The proposal seeks to replicate a $37 million Department of Energy grant to China for research centers that was matched by the grantees, resulting in $75 million in total U.S. research. Under the proposed U.S.–Gulf of Guinea Clean Energy Research Center project, the U.S. Department of Energy will provide grants to regional universities and technology centers, with matching funds from the grantee or the host country, and the African Development Bank. The research will focus on advancing technologies for building energy efficiency, carbon capture and storage, and clean energy/anti-flaring/pollution control, biomass and other alternative energy solutions.

The Members of Congress who participated in the forum have encouraged the Obama Administration to include this initiative in the U.S.-Nigeria as well as in the U.S.-Angola Bi-National Commission discussions.

Congressman Rush joined Chris Wilmot, Chairman of the Greater Houston Partnership’s World Bank Task Force, in calling on Robert Zoellick, President of the World Bank, to establish financing facilities for clean energy projects in the Gulf of Guinea that can be complimented with financing from OPIC, EXIM and the African Development Bank.
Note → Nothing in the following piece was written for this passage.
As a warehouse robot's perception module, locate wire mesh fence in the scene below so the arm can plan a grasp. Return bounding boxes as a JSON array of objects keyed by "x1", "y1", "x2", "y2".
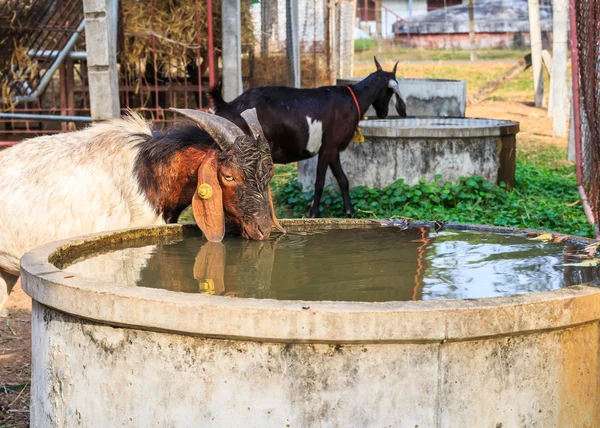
[
  {"x1": 0, "y1": 0, "x2": 355, "y2": 140},
  {"x1": 571, "y1": 0, "x2": 600, "y2": 231}
]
These recommendations also encourage these financial institutions which receive U.S. government funding to include minority firms.
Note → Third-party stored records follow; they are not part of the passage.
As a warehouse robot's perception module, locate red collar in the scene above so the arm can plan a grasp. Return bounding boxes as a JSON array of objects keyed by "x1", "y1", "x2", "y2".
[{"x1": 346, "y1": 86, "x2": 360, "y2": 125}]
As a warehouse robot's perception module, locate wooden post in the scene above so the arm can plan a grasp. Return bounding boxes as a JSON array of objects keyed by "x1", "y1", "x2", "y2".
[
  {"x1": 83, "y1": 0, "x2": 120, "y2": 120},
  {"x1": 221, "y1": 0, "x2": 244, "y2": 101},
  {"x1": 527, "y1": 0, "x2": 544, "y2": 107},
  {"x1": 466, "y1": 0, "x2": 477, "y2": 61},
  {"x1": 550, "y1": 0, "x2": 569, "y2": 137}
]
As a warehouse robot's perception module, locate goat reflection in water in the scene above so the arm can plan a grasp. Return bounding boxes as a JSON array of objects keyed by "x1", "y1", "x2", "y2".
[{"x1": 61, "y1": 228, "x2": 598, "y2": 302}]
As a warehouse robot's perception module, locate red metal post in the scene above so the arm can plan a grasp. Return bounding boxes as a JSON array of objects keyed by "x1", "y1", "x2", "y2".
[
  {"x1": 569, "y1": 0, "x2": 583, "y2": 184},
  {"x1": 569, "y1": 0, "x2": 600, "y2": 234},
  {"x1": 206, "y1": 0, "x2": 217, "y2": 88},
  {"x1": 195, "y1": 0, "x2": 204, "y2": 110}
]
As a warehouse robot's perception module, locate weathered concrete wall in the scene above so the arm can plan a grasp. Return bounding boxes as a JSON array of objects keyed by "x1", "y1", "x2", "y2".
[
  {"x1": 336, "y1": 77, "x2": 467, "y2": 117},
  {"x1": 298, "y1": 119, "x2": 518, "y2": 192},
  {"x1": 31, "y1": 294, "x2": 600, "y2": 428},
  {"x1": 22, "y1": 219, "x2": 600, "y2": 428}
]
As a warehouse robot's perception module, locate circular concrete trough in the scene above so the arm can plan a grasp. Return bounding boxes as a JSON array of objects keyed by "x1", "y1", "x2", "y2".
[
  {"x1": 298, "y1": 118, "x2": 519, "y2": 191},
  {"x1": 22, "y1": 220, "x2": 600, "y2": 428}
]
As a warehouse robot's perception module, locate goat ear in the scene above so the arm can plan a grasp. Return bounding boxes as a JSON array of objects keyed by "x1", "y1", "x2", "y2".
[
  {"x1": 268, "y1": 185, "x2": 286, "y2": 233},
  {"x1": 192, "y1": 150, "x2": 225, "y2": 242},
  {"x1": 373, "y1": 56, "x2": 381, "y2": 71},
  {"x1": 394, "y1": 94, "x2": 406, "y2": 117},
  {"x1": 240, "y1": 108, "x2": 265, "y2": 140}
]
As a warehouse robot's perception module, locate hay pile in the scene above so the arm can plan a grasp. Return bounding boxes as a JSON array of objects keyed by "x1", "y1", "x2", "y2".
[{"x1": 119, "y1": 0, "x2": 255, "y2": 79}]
Congressman Rush also expressed his support for the establishment of the Gulf of Guinea Energy Fund. The emergence of this fund was in response to new, local content laws in the region and recommendations outlined in a 2005 Congressional Black Caucus Foundation Report that called for the establishment of new financing facilities and joint ventures between major oil companies and indigenous companies with a particular emphasis on including U.S., minority-owned firms.

The briefing was held on the first day of the Offshore Technology Conference, an event designed to engage leading government and industry representatives from Africa as well as senior executives from U.S. oil companies to help develop legislation supporting U.S. trade and energy policy toward the Gulf of Guinea region in West Africa.